Guardó silencio para dejar que sus palabras hicieran mella en mi cabeza. Luego remató:

—Lo mismo ocurre con una muerte cercana, violaciones, torturas, o cualquier tipo de violencia que los cuatro hemos sufrido. A cualquiera de vosotros os marca durante toda la vida. Nosotros tenemos más tiempo para rumiar ese dolor, es cierto, pero con el paso de los milenios, la mayoría de las experiencias se quedan en la bruma del olvido, del hastío o de la indiferencia. Y en cambio vosotros sois tan leves…, y es tan fácil que un simple acontecimiento os marque de por vida, a vosotros y a los que os rodean —dijo con su voz de serpiente.

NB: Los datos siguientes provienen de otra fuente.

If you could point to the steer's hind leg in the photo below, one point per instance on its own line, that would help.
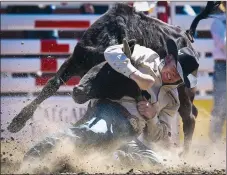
(66, 71)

Iago se revolvió y miró hacia otro lado, incómodo por el rumbo que había tomado la conversación. Lür y Lyra se apresuraron a ir al rescate de una velada magnífica que se torcía.

—Ha llegado el momento —dijo Lyra, levantándose y sacudiéndose la arena—, todos arriba. Tú no, claro. Mantente sentada y contempla lo que hacen cuatro viejecitos.

Eso hice. Lo que no esperaba es que los cuatro se desnudasen delante de mí con la naturalidad de quien lo ha hecho varios billones de veces antes.

Todos ellos se dejaron observar mientras se colocaban alrededor del fuego como si cada uno fuera un punto cardinal. Al norte Lyra, Lür al sur. Nagorno y Iago, enfrentados al este y oeste. Las llamas aún crepitaban bastante altas, pero aquel detalle no retrasó su baile. Porque fue un baile lo que presencié. Lür empezó, corriendo hacia la hoguera y lanzándose hacia ella. Le siguió Lyra. Después Nagorno dio un salto acrobático, el más felino y el más alto de todos ellos, como si la gravedad le afectara menos que al resto. El ritmo aumentó. Lür, Lyra, Nagorno, Iago. Lür, Lyra, Nagorno, Iago, mientras los saltos se sucedían cada vez más rápido, sin chocarse los unos con los otros hasta que yo misma casi perdí la conciencia intentando seguirlos, mareada por el espectáculo de llamas y cuerpos en la oscuridad.

Iago me explicó más tarde, cuando llegamos a su casa de madrugada, que se trataba de una ceremonia de purificación, una manera de limpiar sus faltas año tras año, siglo tras siglo, milenio tras milenio. ¿Por qué esa ceremonia en concreto? Él se encogió de hombros cuando se lo pregunté. A lo largo de sus viajes se encontraron con cientos de variantes de la celebración por toda Europa. Aquella era tan buena o tan mala como cualquier otra, comentó distraído.

Dejé de hacerle preguntas y nos dormimos, agotados otra noche más y maldiciendo cada uno de nosotros en silencio el veneno que Nagorno había deslizado en nuestros pensamientos.